Le droit à dénonciation des faits de harcèlement moral est garanti à l’agent qui en serait victime ou témoin par l’article 6 quinquiès de la loi n° 83-634 du 13 juillet 1983. En effet, cet article prévoit en particulier que «Aucune mesure concernant notamment le recrutement, la titularisation, la formation, la notation, la discipline, la promotion, l’affectation et la mutation ne peut être prise à l’égard d’un fonctionnaire en prenant en considération […] le fait qu’il ait exercé un recours auprès d’un supérieur hiérarchique ou engagé une action en justice visant à faire cesser ces agissements […] ou bien le fait qu’il ait témoigné de tels agissements ou qu’il les ait relatés […]».
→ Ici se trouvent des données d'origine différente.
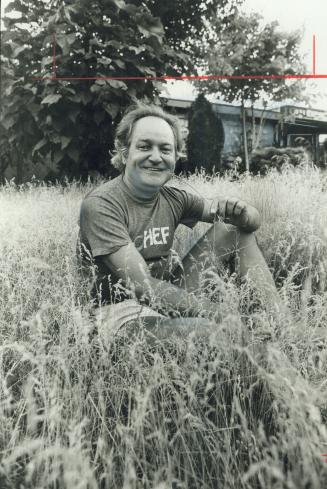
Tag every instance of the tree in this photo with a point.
(206, 136)
(247, 47)
(70, 123)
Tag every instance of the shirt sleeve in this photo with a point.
(103, 226)
(189, 206)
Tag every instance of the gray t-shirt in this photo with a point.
(111, 217)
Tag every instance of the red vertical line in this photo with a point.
(314, 53)
(54, 55)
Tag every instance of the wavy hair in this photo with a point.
(125, 128)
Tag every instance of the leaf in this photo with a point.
(39, 145)
(120, 64)
(8, 122)
(19, 50)
(112, 109)
(150, 26)
(73, 153)
(117, 84)
(51, 99)
(58, 156)
(120, 4)
(65, 141)
(65, 41)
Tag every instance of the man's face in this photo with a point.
(151, 155)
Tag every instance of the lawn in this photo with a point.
(232, 408)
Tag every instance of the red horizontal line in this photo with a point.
(202, 77)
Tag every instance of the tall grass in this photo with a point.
(226, 408)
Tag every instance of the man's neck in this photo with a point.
(140, 193)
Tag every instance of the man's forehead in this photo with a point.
(152, 126)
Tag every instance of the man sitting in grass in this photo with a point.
(127, 228)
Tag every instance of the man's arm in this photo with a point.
(232, 211)
(129, 265)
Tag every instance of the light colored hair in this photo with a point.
(125, 128)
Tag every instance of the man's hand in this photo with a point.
(239, 213)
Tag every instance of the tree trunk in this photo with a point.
(245, 139)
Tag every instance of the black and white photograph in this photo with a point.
(163, 244)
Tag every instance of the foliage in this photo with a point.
(82, 408)
(264, 159)
(69, 124)
(247, 47)
(205, 139)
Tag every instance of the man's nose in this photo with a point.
(155, 155)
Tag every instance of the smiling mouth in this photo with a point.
(154, 169)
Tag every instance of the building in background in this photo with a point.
(288, 126)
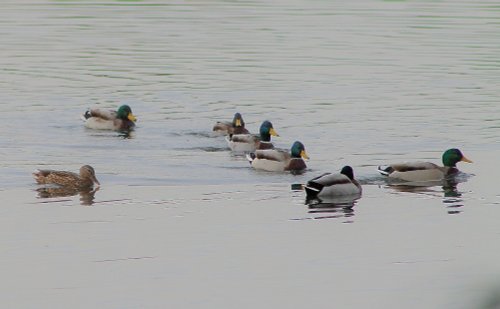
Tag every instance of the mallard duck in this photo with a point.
(237, 126)
(277, 160)
(332, 185)
(249, 142)
(104, 119)
(84, 180)
(425, 171)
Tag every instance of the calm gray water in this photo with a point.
(180, 222)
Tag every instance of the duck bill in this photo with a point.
(131, 117)
(464, 159)
(94, 179)
(304, 155)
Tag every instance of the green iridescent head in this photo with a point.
(452, 156)
(299, 151)
(347, 170)
(266, 130)
(124, 112)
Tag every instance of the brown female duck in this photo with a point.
(85, 179)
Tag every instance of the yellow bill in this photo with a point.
(131, 117)
(464, 159)
(304, 155)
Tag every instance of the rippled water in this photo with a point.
(180, 221)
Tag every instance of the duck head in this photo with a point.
(238, 120)
(298, 150)
(87, 172)
(266, 130)
(347, 170)
(124, 112)
(452, 156)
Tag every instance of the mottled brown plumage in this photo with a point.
(85, 179)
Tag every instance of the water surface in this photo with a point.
(180, 221)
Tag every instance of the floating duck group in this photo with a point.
(262, 155)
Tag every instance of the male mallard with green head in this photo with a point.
(277, 160)
(332, 185)
(104, 119)
(425, 171)
(249, 142)
(237, 126)
(84, 180)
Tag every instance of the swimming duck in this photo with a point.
(332, 185)
(237, 126)
(103, 119)
(84, 180)
(277, 160)
(250, 142)
(425, 171)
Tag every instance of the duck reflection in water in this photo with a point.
(332, 207)
(452, 198)
(87, 195)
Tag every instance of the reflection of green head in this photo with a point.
(298, 150)
(124, 112)
(266, 130)
(238, 120)
(452, 156)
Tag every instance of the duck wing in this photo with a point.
(407, 167)
(273, 155)
(56, 177)
(105, 114)
(244, 138)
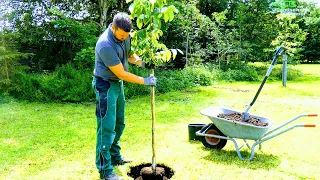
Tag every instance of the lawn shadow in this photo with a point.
(227, 157)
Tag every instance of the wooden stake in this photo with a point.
(153, 125)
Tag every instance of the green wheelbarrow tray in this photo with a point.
(236, 129)
(216, 134)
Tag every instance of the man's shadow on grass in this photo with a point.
(228, 157)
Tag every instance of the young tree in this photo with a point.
(290, 35)
(149, 15)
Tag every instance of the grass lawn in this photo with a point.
(57, 141)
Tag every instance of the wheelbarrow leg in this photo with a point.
(236, 146)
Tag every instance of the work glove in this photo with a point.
(150, 81)
(147, 65)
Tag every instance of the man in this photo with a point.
(111, 69)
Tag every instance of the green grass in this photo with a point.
(57, 141)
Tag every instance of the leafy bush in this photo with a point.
(67, 84)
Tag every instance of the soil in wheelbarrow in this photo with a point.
(237, 117)
(145, 172)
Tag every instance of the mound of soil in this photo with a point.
(237, 117)
(145, 172)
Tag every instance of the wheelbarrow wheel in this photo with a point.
(212, 142)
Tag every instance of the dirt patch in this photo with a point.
(145, 172)
(237, 117)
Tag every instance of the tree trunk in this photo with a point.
(6, 69)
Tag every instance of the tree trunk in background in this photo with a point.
(6, 69)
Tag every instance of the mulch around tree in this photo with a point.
(145, 172)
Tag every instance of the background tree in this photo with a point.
(290, 35)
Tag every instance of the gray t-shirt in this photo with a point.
(110, 52)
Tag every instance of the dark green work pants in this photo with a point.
(110, 122)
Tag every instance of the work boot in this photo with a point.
(121, 162)
(112, 176)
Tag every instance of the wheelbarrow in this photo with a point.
(216, 134)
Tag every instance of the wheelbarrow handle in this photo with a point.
(309, 125)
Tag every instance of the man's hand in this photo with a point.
(150, 81)
(147, 65)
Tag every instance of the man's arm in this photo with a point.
(135, 59)
(124, 75)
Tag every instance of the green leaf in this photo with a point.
(153, 1)
(174, 53)
(180, 51)
(139, 23)
(131, 7)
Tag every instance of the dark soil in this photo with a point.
(145, 172)
(237, 117)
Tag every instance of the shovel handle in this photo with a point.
(309, 125)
Dans les faits, la procédure de dénonciation de tels faits demeure pourtant très délicate pour un agent public qui ne peut engager d’action en justice en ce domaine qu’en produisant un dossier très étayé pour apporter la preuve de ses accusations, le harcèlement moral relevant également du droit pénal [1]. En pratique, la distinction n’est pas toujours aisée entre des faits de harcèlement moral et d’autres types de souffrance au travail (mauvais management, stress au travail, conflits) qui ne relèvent pas de la loi.
De plus, ce droit à dénonciation entre en conflit avec le devoir de réserve [2] auquel tout agent public est astreint et qui l’expose à des sanctions en cas de manquement.
Le juge administratif a pu ainsi condamner l’agent accusateur pour manquement au devoir de réserve alors que le harcèlement n’était pas allégué, sans même examiner si l’agent était de bonne foi [3]. Même dans le cas de harcèlement reconnu et condamné pénalement, le juge administratif [4] a pu, en première instance, estimer que l’intéressé, en ayant relaté ses accusations dans la presse, avait manqué à son devoir de réserve et porté atteinte à la réputation du service public hospitalier. Heureusement, la Cour administrative d’appel de Marseille a rendu un arrêt [5] plus favorable à la victime de harcèlement en estimant que le discrédit jeté sur le centre hospitalier incriminé n’était pas injustifié.
Dans la constitution encore embryonnaire de la jurisprudence sur ce thème, le décret de la Cour administrative d’appel de Marseille est important car il admet une atténuation du devoir de réserve en considérant qu’ «un agent public ne peut être sanctionné lorsqu’il est amené à dénoncer publiquement des faits de harcèlement moral dont il est victime ou le témoin, même si la relation de tels faits est par elle-même de nature à jeter le discrédit sur l’administration». La CAA de Marseille précise toutefois qu’une procédure disciplinaire pourrait être engagée contre un agent public s’il se livrait «à des descriptions ou des critiques qui déborderaient, par leur tonalité ou leur contenu, le cadre dans lequel les faits de harcèlement moral se sont produits».
Cet arrêt constitue une avancée car il sécurise la mise en œuvre par un agent public de l’article 6 quinquiès de la loi du 13 juillet 1983.
[1] Le harcèlement moral est un délit pénal puni d’un an d’emprisonnement et de 15 000 € d’amende. Une loi n° 2002-72 du 17 janvier 2002, qui s’applique aux agents publics comme aux salariés de droit privé, en a précisé les modalités de dénonciation.
[2] Le devoir de réserve est schématiquement défini comme « l’obligation faite aux [agents publics] d’user de mesure et de retenue à l’occasion de l’expression publique de leurs opinions, de manière à ce que l’extériorisation de ces opinions […] soit conforme aux intérêts du service public et à la dignité des fonctions occupées » (circulaire DAGEMO/BCG n° 99-01 du 5 janvier 1999, relative aux droits et obligations des fonctionnaires et agents publics de l’administration du travail, de l’emploi et de la formation professionnelle dans leurs relations avec les médias).
[3] Le juge judiciaire a récemment adopté une position plus équilibrée en retenant cette notion de la bonne foi du salarié dans un cas de harcèlement non avéré.
[4] Décision du tribunal administratif de Montpellier du 7 avril 2009.